I found, for fourteen dollars, a pair of wool-lined house slippers in this hunting camo pattern. I'm not sure whether this item is popular or not. There were many on the shelf, but I don't mind saying I was sorely tempted to get a pair of my own. It's not that I want to hunt deer in the cozy comfort of my slippers (I can't imagine wanting to shoot an animal unless it attempted to maul or carjack me); I just thought the concept of camo bedroom slippers was so astonishing I wanted some. The slippers had rubber soles and were done up as a stylish (ahem) moccasin with leather laces. To their credit, they were super-comfortable. But, are hunters rising from their beds, camouflaging their feet, and journeying immediately outside to take down a ten-point buck? Are these used in duck blinds or campsites as a technique to keep a hunter's feet toasty between when he slips out of his sleeping bag and when he puts on the tall rubber boots I've seen that seem more appropriate to the woods and field? More observation is probably needed.

Also curious is the furniture upolstered in hunting camo. At Rural King (a kind of farm-burg Home Depot that also vends hunting gear and agricultural supplies), I discovered a La-Z-Boy swathed with the local pattern. This item, I would think, could not be used in the actual hunting of deer in any way. The purpose of such an item could only be to take a place of prominence in the hunter's home, reminding visitors or any who doubt his devotion to sport hunting that he NEVER ceases thinking about his next kill, even while reclining in front of new episodes of 24.

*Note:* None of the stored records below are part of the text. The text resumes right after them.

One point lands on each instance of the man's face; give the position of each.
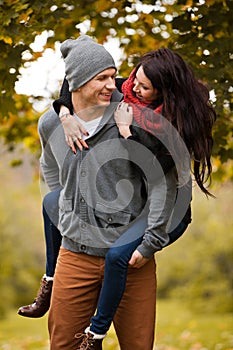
(98, 91)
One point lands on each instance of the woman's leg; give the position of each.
(52, 235)
(115, 274)
(41, 303)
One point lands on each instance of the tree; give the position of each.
(201, 31)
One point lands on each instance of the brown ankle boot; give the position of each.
(41, 303)
(88, 342)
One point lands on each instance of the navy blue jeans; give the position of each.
(116, 262)
(52, 234)
(115, 272)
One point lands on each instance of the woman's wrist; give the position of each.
(125, 132)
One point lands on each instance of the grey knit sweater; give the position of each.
(103, 191)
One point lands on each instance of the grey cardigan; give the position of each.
(103, 191)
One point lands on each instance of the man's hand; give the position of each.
(137, 260)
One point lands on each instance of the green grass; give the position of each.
(177, 329)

On the other hand, maybe I'm having a failure of imagination. Maybe hunters throw the camo La-Z-Boy in the back of the pickup, rumble through the woods to their favorite spot, and then haul it on their backs into the deep wilderness. There they would set it down and take turns sitting in it--in their own camouflaged jackets, gloves, hats, and slippers--barely distinguishable from the chair itself or the flora around them. They could enjoy the comforts of home while awaiting the arrival of the game the would ordinarily pursue.

1 comment:

  1. Maybe wearing cammo in public is the hunter's way of giving the deer a fair chance at revenge. If hunters dressed like everyone else, the deer would never know which ones to target. But camouflage is like walking up to a deer and saying, "I'm the one that shot your uncle and hung his head on the wall. Come and get me!"